Silence, une révélation

Au début de l’année 1979, la parution des premières planches de Silence dans la revue A suivre marque les esprits. Silence, le héros simplet et muet tyrannisé et exploité par un fermier odieux révèle aux yeux du public le talent du dessinateur.  Comès signe ici une œuvre de grande envergure en 120 planches qui rompt avec les formats habituels de l’époque de 46 ou 54 pages, et contribue à la reconnaissance d’un genre, celui du roman graphique. Bon comme un enfant, innocent comme un ange, ami des serpents, Silence apprend la tragédie de son passé par une sorcière dont il tombe amoureux. Dans ce couple né de l’interdit, Silence est poussé par l’initiation à la violence au désir de vengeance.
Comès, “l’homme-hibou qui voit dans l’obscurité ces emmuraillés de silence, de la non conformité et du refus”, tel que le décrit Didier Platteau son éditeur de l’époque , est à l’image de cette chouette annonciatrice de mauvais présage. Un oiseau de malheur qui s’envole dans la  nuit pour percer les secrets les plus sombres de l’âme humaine. La mort s’insinue toujours dans ces fables noires, figeant une esthétique sombre et envoutante. Comme le nain Blanche-neige qui met en garde Silence injustement enfermé pour un meurtre qu’il n’a pas commis : “Les gens n’aiment pas ceux qui sont différents, ils en ont peur”. Cette peur, Comès s’en est fait l’illustrateur.

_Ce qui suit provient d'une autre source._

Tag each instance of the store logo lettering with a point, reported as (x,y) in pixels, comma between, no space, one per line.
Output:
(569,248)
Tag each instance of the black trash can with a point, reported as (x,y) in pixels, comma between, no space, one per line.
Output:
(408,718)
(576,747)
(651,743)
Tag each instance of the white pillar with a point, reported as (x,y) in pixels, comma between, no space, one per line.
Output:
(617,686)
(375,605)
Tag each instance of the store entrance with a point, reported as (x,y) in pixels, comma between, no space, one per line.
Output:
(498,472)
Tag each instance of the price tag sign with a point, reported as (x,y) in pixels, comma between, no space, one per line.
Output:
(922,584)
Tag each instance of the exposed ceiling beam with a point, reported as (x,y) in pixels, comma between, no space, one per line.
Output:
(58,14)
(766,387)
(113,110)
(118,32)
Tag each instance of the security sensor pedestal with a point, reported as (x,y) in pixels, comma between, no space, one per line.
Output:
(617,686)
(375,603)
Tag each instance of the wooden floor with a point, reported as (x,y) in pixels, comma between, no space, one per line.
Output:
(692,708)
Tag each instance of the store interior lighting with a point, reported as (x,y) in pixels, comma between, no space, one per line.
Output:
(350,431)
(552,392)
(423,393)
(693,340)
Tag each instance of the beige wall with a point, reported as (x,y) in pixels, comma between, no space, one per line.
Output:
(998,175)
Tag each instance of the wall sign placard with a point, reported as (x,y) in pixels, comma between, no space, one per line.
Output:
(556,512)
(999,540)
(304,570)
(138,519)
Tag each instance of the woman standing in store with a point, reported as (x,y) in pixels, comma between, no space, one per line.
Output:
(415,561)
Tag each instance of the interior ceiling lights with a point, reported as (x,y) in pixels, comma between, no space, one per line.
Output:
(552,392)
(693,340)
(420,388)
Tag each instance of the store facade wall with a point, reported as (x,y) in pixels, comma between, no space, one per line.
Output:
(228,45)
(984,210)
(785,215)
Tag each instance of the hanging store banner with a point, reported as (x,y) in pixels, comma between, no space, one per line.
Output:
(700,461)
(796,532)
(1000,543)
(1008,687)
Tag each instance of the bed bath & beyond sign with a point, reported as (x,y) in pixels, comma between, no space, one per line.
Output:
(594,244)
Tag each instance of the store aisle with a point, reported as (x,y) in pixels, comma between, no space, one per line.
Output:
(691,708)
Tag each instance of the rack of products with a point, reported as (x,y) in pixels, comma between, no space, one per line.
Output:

Marqué par la guerre, il sonde la cruauté des hommes en luttant contre le sort réservé aux incompris par une majorité bienpensante.

Peintre de la nature, il transcrit ces rapports antagonistes et complémentaires, entre l’homme et l’animal, entre l’innocence de l’ignorance et la culpabilité du mensonge, entre le monde désenchanté contemporain et les traditions anciennes du chamanisme et de la sorcellerie.  Mais l’écrivain-hibou et halluciné était surtout un artisan de l’illusion, sorcier lui-même, capable d’apporter la lumière dans l’obscurité la plus profonde. Dans ces contes du désespoir, en écrivain humaniste, Comès a toujours su donner de précieuses leçons sur la tolérance et le respect de la différence. Le neuvième art vient de perdre l’un des plus grands. La rédaction de BDSphère lui rend un dernier hommage et dans le silence éternel d’un grand artiste, nous ne cesserons de célébrer son oeuvre.

L’hommage de François Schuiten

“C’est avant tout un ami avec lequel je n’ai jamais cessé de parler de ce métier, de la façon de raconter des histoires, de l’exigence du dessin, du noir et blanc mais aussi de nos inquiétudes et de nos rêves.
L’isolement qu’il a choisi dans ses Ardennes natales lui donne un regard si particulier, une telle authenticité sur le monde,  une vraie profondeur qui fait du bien.
Je reste toujours ébloui devant la beauté de ses planches, la façon dont il traduit le mystère des forêts qui l’entourent. Il travaille le végétal comme un orfèvre ou un artiste japonais. Il donne à chaque arbre une âme, une vie intérieure qui transcendent ses histoires. Il a su travailler le mouvement des cadres et des plans comme un musicien,  avec le sens rythmique du batteur qu’il a été.
Dernièrement, alors que je l’interrogeais sur la façon dont il arrivait à des noirs aussi profonds et aussi parfaits dans ses planches, il me disait avec un sourire en coin qu’il accumulait ses vieilles bouteilles d’encre comme ses bons crus. Avec le temps, leur densité lui permettait d’obtenir cette profondeur. Ce souci de perfection révélait ses qualités de grand artisan, de maître incontestable du noir et blanc.
J’ai rarement rencontré quelqu’un d’aussi cohérent par rapport à son œuvre. Il a vraiment tout donné dans ses livres. Il représente pour moi un point de repère autant humain qu’artistique.”